Typhoon Haiyan: Plight of survivors 'bleak' despite aid effort
Aid workers struggling to help survivors of Typhoon Haiyan in the Philippines have described the situation as bleak, one week after the storm tore into the country, the BBC reported.
A spokesman for Medecins Sans Frontieres said the logistical issues of distributing aid were enormous.
However, correspondents in the ruined city of Tacloban say US military aircraft are beginning to bring in aid.
A Philippine minister told the BBC the official death toll had reached 3,422.
Henry Gray, of Medecins Sans Frontieres, said workers who had visited Guiuan, in eastern Samar, described the situation faced by the 45,000 people there as "bleak."
"What we saw there was that a public hospital had been, basically, destroyed," he said.
Mr Gray added that local officials had asked the charity to support a local private clinic.
"We are moving this as quickly as we possibly can, but the logistical issues are enormous and they shouldn't be underestimated," he said.

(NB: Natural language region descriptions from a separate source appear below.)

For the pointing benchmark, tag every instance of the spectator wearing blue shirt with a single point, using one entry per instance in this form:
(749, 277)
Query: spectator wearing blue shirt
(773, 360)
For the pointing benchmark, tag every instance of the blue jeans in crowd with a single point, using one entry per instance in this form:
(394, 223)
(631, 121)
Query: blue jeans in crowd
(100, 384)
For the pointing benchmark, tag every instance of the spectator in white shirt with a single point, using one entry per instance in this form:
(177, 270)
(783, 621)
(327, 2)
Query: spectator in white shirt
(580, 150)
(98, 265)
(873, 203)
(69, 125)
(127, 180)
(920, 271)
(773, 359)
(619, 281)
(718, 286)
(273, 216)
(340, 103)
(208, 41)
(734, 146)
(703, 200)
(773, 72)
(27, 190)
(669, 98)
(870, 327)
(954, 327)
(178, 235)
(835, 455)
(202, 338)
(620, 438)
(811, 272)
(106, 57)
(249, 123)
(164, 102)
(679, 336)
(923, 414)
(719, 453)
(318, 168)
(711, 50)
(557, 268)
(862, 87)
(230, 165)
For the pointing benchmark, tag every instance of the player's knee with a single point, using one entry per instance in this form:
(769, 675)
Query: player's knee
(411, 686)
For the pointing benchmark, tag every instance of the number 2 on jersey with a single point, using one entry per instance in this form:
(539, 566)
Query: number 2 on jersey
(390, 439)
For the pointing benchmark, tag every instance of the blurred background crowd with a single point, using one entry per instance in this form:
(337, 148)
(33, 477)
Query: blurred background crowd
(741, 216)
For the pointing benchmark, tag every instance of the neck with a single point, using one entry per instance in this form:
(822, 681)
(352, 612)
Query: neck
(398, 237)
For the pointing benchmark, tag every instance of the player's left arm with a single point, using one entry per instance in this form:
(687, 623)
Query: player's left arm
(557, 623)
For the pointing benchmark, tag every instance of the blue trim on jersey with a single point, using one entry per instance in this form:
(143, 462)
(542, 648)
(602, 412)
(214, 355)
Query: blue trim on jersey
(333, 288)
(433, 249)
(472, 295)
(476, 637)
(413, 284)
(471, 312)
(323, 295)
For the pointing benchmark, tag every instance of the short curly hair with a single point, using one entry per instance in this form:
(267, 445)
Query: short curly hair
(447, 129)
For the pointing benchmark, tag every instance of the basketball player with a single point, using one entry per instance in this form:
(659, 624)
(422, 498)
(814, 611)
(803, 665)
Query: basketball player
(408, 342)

The BBC's Andrew Harding, reporting from near Guiuan, says that after earlier problems with looting, some supplies are now getting in.
The Philippine's National Disaster Risk Reduction and Management Council said that there were a total of 2,360 confirmed deaths, while other reports from the ground put the figure higher.
Typhoon Haiyan was one of the most powerful storms ever recorded on land.